Related: Why Was Dr. Fauci Put in Charge of the COVID-19 Pandemic After His Disastrous HIV Epidemic Performance?

Now we are in a place where new vaccine technology and new medications are being put through the FDA process rapidly. Yet, repurposed approved medicines that can interfere with viral replication, reduce inflammation, and disrupt clotting are actively suppressed in a coordinated way. Clinicians advocating for their use report unreasonable study burdens put on them by the NIH.

The repurposed drugs have known pharmacological actions, decades of safety data with billions of doses given. Some of the medications are approved for use in children and pregnant women. Almost all have some research indicating their ability to relieve a known COVID-19 symptom. Now, doctors who have used them with observable clinical benefit, in their medical judgment, have their legal prescriptions refused by pharmacies in some cases. It should make you wonder why.

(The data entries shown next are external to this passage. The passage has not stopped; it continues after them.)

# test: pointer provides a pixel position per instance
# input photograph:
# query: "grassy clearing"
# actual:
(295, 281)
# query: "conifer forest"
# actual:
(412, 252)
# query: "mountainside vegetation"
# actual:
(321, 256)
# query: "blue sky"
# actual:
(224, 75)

Only history will be able to judge the wisdom and impact of this strategy, just as Dr. Anthony Fauci’s dismissal of Bactrim as a treatment for pneumocystis pneumonia (PCP) in AIDS patients in favor of the new drug AZT proved fatal for thousands of patients. Now, Bactrim is the only medication recommended for PCP in HIV. None of these agencies or the experts within them are infallible. Traditionally, they have been far more cautious.